REVUE : CATHOLICA, printemps 2004

S’il fallait résumer d'un mot l'opposition entre le christianisme et la philosophie platonicienne, on se référerait bien sûr à l'incarnation, autrement dit au fait qu'il n'y a pas dans la conception chrétienne, contrairement à ce qui se passe dans la conception platonicienne, de dualisme de la chair et de l'esprit, au sens où l'esprit serait extérieur à la chair (ou ne s'y rattacherait que par un lien d'extériorité). On pourrait aussi dire que le christianisme ignore la distinction platonicienne entre le monde sensible et le monde intelligible, ce dernier représentant une sorte de sphère idéale, « supérieure » à la sphère sensible. Au contraire, dans l'optique chrétienne, l'esprit ne mérite réellement son nom que s'il s'incarne dans la vie concrète des hommes, autrement dit le monde tel qu'on peut le voir et le toucher, y compris dans ses aspects les plus humbles, comme un repas pris en commun par exemple [Comme l'a relevé Paul Virilio dans une belle page de L'Insécurité du territoire (Galilée, 1993, p. 136), c'est là le sens profond de l'Eucharistie.]. Et donc il n’y a pas réellement dichotomie entre la chair et l'esprit. L'Evangile le dit très bien au travers de la métaphore du levain et de la pâte. La pâte lève ou ne lève pas, mais la fonction propre du levain est de faire lever la pâte, il n'en a pas d'autre. En ce sens, le christianisme est fondamentalement un anti-mysticisme.

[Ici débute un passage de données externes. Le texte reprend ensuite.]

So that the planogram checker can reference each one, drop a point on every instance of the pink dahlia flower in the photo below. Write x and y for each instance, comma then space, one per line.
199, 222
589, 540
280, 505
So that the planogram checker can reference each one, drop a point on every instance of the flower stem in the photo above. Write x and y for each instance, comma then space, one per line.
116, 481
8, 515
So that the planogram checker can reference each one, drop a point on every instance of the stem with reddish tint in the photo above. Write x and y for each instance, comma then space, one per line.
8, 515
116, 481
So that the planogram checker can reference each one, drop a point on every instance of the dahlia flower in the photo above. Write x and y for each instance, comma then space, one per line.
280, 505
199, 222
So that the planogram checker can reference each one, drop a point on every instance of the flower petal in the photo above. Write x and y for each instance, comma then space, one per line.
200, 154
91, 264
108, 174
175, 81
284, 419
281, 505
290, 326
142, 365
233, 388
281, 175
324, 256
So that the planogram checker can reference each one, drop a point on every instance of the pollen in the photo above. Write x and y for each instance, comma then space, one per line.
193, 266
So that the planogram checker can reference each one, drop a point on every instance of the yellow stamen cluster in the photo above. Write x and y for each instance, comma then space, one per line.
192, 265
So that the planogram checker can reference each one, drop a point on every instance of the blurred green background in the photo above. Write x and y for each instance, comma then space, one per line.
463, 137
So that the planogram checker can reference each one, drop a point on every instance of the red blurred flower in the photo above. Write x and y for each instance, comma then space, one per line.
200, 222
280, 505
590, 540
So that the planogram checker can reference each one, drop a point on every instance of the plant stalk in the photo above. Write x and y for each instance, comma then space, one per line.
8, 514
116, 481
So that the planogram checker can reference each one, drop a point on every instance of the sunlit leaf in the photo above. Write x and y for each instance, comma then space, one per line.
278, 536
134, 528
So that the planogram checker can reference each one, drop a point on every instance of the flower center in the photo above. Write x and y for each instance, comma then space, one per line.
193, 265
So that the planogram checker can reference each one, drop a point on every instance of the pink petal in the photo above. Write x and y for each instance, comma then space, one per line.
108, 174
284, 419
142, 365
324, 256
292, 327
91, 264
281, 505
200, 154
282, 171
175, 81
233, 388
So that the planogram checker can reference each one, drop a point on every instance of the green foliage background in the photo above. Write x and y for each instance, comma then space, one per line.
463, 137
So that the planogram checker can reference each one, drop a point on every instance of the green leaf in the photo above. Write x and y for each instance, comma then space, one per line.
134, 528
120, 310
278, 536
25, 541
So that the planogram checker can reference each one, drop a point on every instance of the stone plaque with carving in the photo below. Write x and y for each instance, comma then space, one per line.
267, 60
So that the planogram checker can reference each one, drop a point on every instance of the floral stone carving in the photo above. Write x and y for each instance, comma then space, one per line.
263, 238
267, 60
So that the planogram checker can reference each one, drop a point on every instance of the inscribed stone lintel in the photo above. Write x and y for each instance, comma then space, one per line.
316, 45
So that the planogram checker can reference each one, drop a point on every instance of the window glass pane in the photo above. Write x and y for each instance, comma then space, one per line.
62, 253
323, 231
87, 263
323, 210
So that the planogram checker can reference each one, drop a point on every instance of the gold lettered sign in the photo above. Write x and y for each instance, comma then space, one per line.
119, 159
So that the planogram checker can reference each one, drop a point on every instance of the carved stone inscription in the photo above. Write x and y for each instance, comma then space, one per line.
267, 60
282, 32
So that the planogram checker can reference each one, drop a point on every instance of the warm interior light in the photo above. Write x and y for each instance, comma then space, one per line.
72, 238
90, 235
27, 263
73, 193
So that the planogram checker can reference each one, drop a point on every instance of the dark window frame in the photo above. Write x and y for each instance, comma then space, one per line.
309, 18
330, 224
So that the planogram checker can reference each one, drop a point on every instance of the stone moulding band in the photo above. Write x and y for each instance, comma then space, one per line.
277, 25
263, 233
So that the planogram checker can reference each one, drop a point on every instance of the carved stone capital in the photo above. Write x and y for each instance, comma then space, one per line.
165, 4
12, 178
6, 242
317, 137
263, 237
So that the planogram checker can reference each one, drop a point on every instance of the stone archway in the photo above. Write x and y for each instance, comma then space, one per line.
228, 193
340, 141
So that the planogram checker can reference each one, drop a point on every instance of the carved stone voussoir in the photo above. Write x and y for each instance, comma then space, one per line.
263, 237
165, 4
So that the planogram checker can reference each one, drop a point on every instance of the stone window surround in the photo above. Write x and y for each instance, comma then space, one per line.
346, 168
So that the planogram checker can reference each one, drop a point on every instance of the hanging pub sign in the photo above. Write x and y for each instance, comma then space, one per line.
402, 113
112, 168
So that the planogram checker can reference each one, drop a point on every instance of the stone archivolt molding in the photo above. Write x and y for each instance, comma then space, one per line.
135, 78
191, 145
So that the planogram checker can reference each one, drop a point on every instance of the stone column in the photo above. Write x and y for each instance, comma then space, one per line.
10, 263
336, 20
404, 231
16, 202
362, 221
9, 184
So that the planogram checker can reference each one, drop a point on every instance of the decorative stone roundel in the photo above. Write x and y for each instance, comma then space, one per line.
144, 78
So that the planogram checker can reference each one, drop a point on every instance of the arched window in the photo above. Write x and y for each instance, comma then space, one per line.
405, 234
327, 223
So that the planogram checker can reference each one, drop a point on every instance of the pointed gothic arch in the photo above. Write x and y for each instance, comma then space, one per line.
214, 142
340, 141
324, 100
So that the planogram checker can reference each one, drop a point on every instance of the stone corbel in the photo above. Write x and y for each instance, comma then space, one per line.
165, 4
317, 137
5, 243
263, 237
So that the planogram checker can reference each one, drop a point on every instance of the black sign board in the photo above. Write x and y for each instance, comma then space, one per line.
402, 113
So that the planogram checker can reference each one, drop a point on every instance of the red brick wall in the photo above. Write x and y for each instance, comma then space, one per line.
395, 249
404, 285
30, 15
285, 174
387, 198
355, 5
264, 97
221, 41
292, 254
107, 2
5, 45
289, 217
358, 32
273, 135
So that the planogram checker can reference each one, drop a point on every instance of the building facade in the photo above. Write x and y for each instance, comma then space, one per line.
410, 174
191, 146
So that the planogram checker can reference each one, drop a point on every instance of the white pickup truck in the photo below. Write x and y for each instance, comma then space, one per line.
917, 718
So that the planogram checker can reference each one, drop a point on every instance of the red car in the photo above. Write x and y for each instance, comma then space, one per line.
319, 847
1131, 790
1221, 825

Mais on admettra que le problème n'est pas simple et que de longues habitudes de vie commune entre le christianisme et le platonisme n’ont pas beaucoup fait pour en clarifier les termes. Dans le très beau livre qu'elle vient de consacrer à l'œuvre du philosophe Michel Henry, récemment décédé, Gabrielle Dufour-Kowalska contribue indirectement à relancer le débat [ G. O.-K. est l'auteur de plusieurs ouvrages importants sur l'art et la théorie esthétique. Mentionnons en particulier L'Arbre de vie et la Croix. Essai sur l'imagination visionnaire (Tricorne, 1985) et Caspar David Friedrich. Aux sources de l'imaginaire romantique (rAge d'Homme, 1992, initialement Gallimard, 1977). En 1980, G. D.-K. avait déjà consacré un premier ouvrage à Michel Henry (Michel Henry. Un philosophe de la vie et de la praxis, Vrin). Cf aussi du même auteur : L'Art et la sensibilité. De Kant à Michel Henry, Vrin, 1996. Signalons enfin l'existence d'un site Internet consacré à l'œuvre de Michel Henry : www.michelhenry.com].
Son point de départ n'est pas exactement l'incarnation mais plutôt l'immanence, l'immanence en tant que structure de la subjectivité, structure à vrai dire fondamentale puisqu'elle s'identifierait, selon Michel Henry, à une expérience interne immédiate constituant « en soi, indépendamment de toute relation externe, un mode de révélation absolu » (p. 45). L'immanence ainsi comprise joue un rôle central dans la philosophie de Michel Henry. Au dire du philosophe, elle serait elle-même en rapport avec la Vie, concept que Michel Henry préfère à celui d'Etre pour désigner ce qu'il appelle l'Essence originaire. En effet, la Vie mériterait le titre d' «  Origine absolue» (p. 164) et donc elle s'identifierait à Dieu (p. 158), au sens où « la révélation de la Vie dans son immédiateté fulgurante et son éternel jaillissement » ne saurait s'appliquer qu'à Dieu lui-même (p. 156). Quant au Christ, en tant qu'auto-révélation de Dieu, il faudrait l'appeler le « Fils de la Vie ».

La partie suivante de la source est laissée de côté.